Поднявшись из-за стола, Тихонов вышел в соседнюю комнату и принес показать мне и другим гостям тканые ленты, янтарные изделия, фотографии, которые привез тогда из Литвы и сберег во время блокады… Это взволновало меня. Он рассказывал гостям об удивительных людях Литвы, трудолюбивых и скромных, о мечтательных песнях, о Каунасе, Немане, городе на Балтике — Клайпеде, об истории Литвы… Было видно, что Литва увлекла его надолго, и, быть может, даже со мной он решил познакомиться, побуждаемый своими воспоминаниями…

Я смотрел на этого человека, похожего на капитана дальнего плавания, исколесившего много морей, но постоянно помнящего об одной — небольшой и любимой — гавани… И не мог не полюбить сразу поэта, который прямо клокотал воспоминаниями, маленькими интересными историями, похожими и на действительность и на плоды фантазии… Да, это мореход, повидавший много морей и континентов, выдержавший штормы нескольких войн (он участвовал еще в первой мировой, потом в гражданской войне, а несколько лет назад — в войне с белофиннами)… Той ночью началось наше знакомство, никогда не прерывавшееся, с десятками встреч в Москве и Ленинграде, в Литве и за рубежом… Это знакомство обогатило меня новыми знаниями, духовными ценностями, главная из которых — не тронутая годами дружба, несмотря на разницу в возрасте и жизненном опыте. Я сотни раз убеждался в прочности и постоянстве этой дружбы, в благородстве этого человека, в его глубокой любви ко всем нациям, уважении к их истории и культуре. Дружба с Тихоновым давала мне уроки любви к своей нации и светлого интернационализма. В обществе Тихонова я провел много незабываемых часов. Дружбой этого удивительного человека я дорожу по сей день, как одним из самых ценных подарков в своей жизни…

ДВЕ СМЕРТИ

Я уехал домой. А в это время самолет поднялся с Каунасского аэродрома и увез Саломею в Москву… Ее положили в Кремлевскую больницу, где лучшие специалисты Москвы старались спасти ее жизнь. Сразу после прибытия в больнице ее посетили А. Снечкус и Ю. Палецкис. Среди московских писателей, которые знали и ценили поэтессу, распространились тревожные слухи…

В этот день я был в Каунасе. Глубокой ночью пришло известие, что величайшая наша поэтесса Саломея Нерис 7 июля скончалась.

Все кружилось перед глазами, как в страшном сне. Невозможно было поверить в это. Увы, это была правда…

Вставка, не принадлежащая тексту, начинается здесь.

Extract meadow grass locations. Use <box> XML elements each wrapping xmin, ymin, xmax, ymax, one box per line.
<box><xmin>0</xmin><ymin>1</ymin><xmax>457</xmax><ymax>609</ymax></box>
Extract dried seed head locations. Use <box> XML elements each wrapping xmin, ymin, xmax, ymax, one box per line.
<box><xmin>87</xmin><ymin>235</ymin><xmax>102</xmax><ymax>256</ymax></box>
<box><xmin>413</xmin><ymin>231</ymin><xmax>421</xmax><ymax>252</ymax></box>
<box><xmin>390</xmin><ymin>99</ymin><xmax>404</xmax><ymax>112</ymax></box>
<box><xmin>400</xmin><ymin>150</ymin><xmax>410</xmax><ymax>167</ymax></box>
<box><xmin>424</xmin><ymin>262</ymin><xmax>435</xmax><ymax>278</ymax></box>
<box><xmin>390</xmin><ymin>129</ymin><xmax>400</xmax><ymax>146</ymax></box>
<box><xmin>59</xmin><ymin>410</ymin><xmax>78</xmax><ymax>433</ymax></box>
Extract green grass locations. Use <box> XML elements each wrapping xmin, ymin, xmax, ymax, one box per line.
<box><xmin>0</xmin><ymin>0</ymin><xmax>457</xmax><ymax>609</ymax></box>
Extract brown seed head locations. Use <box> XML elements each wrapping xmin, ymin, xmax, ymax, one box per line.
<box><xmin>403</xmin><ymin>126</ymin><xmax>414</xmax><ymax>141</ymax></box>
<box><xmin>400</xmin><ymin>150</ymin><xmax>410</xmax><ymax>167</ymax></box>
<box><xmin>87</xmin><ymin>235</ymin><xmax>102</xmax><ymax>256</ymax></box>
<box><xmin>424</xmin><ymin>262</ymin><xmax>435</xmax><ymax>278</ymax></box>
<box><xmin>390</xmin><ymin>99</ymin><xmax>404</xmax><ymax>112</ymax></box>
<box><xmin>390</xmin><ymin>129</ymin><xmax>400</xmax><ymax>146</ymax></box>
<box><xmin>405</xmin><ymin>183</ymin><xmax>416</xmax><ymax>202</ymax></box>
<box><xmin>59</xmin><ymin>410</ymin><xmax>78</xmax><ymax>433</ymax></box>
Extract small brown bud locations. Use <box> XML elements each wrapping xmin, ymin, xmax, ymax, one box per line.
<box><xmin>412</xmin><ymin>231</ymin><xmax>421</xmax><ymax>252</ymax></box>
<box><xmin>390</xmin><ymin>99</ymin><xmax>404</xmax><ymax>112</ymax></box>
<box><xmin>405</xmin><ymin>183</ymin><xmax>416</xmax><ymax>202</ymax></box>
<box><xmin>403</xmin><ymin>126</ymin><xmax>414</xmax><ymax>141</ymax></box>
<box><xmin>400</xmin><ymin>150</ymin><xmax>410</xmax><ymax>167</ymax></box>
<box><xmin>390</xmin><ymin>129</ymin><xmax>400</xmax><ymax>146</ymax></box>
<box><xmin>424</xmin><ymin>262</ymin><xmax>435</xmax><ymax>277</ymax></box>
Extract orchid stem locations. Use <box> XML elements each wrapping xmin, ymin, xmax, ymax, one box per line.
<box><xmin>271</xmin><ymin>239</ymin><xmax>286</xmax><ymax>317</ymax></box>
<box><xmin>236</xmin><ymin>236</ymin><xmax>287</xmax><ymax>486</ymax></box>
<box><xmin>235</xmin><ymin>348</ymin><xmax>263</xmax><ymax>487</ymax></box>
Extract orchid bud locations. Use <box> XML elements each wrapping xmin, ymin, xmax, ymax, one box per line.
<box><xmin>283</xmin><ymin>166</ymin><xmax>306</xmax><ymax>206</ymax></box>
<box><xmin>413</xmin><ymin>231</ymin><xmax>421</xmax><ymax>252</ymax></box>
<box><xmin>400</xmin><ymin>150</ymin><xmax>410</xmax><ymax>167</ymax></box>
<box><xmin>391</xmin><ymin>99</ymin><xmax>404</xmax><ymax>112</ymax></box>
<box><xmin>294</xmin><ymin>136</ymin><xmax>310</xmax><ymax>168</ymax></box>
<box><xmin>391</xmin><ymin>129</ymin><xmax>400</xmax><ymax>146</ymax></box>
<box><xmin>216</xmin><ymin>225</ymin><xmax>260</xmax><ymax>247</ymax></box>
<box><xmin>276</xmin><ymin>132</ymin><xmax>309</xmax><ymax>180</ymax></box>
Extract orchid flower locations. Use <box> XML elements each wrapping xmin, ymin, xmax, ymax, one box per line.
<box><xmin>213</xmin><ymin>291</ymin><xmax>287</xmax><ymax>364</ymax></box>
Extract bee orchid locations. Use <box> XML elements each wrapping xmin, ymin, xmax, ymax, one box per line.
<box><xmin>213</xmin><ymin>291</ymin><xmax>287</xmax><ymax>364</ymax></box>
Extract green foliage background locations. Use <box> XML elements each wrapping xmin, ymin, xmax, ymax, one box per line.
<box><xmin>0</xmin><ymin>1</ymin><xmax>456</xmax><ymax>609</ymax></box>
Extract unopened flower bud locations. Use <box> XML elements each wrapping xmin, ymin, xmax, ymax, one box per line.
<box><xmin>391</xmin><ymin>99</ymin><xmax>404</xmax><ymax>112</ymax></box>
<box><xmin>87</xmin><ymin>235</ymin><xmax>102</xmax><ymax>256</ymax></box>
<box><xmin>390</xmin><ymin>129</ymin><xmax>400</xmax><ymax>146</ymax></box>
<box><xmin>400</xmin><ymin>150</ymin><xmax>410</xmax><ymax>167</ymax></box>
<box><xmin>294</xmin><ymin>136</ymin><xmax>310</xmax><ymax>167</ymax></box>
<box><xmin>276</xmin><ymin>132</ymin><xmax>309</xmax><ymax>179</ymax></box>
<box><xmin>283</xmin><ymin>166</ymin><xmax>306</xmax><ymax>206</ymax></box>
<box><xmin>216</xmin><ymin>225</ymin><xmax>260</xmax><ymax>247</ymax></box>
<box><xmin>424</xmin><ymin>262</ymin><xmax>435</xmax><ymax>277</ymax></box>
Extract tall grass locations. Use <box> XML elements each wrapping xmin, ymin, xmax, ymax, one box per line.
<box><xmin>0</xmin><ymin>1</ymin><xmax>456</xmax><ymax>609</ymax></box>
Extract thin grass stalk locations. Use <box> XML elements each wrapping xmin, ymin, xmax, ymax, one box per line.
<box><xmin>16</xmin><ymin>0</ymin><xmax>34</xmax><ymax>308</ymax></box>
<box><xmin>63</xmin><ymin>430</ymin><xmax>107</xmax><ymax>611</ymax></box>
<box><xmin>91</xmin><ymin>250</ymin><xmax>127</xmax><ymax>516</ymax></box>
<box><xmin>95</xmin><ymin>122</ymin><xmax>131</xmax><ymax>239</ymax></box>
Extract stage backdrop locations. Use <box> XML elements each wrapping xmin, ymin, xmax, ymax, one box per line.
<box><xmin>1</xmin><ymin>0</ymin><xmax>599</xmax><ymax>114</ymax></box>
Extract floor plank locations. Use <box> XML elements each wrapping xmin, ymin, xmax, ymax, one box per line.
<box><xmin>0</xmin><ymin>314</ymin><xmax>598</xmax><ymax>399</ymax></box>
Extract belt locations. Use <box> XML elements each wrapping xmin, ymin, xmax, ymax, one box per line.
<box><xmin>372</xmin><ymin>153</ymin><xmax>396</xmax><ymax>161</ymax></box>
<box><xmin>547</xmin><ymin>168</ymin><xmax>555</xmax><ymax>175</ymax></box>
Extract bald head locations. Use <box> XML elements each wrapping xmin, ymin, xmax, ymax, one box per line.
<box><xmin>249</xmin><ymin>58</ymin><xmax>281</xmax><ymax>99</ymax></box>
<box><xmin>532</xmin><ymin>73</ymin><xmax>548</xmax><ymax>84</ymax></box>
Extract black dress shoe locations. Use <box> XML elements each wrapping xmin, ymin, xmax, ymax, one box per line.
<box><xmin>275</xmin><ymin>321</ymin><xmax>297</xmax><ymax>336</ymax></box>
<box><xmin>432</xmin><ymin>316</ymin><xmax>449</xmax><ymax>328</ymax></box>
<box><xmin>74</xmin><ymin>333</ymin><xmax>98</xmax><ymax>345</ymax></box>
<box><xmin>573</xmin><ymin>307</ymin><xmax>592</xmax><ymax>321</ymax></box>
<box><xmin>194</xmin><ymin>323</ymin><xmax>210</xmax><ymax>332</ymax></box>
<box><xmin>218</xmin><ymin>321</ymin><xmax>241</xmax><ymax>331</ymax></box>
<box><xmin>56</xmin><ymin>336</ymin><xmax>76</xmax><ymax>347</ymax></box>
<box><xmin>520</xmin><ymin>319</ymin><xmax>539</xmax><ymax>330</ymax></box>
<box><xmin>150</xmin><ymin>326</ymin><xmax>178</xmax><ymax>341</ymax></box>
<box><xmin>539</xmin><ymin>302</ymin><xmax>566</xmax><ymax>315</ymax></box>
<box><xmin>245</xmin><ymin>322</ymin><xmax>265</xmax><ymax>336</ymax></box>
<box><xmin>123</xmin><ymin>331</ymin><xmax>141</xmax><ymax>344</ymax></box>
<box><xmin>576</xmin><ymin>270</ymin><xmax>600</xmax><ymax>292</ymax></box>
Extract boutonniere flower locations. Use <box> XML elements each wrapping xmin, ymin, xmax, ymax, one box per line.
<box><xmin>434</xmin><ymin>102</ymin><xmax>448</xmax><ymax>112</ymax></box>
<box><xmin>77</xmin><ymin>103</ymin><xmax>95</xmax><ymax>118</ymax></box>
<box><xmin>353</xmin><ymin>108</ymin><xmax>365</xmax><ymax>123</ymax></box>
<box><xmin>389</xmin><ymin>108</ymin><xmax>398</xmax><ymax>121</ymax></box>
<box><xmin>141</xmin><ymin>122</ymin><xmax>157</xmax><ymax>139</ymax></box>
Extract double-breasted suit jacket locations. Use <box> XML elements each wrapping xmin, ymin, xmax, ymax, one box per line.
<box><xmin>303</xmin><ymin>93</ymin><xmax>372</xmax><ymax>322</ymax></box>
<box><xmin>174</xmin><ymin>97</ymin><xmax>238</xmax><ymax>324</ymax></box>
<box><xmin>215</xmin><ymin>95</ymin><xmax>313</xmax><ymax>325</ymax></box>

8 июля тело поэтессы на «Дугласе» было доставлено в Литву. Я помню темнеющее небо над взлетным полем, самолет, который окружили мы, друзья поэтессы, помню тяжесть гроба на моих плечах… Помню ее бледное лицо в зале Центральной библиотеки на улице Донелайтиса и толпы, толпы, тысячные толпы… Золотистые слезящиеся свечи, печальная, хватающая за сердце музыка и цветы, цветы — горы цветов. Мы вынесли ее, нашего любимого друга, большого человека и поэта, на своих плечах — М. Шумаускас, К. Корсакас, И. Шимкус, Э. Межелайтис, Ф. Беляускас и я… Нескончаемая процессия, бредущая по улицам Каунаса, заплаканные глаза друзей и незнакомых… Сотни венков, тьма живых цветов и… Вдруг сгустившиеся тучи, невиданно сильный ливень, словно сама природа скорбела в этот тяжелый час.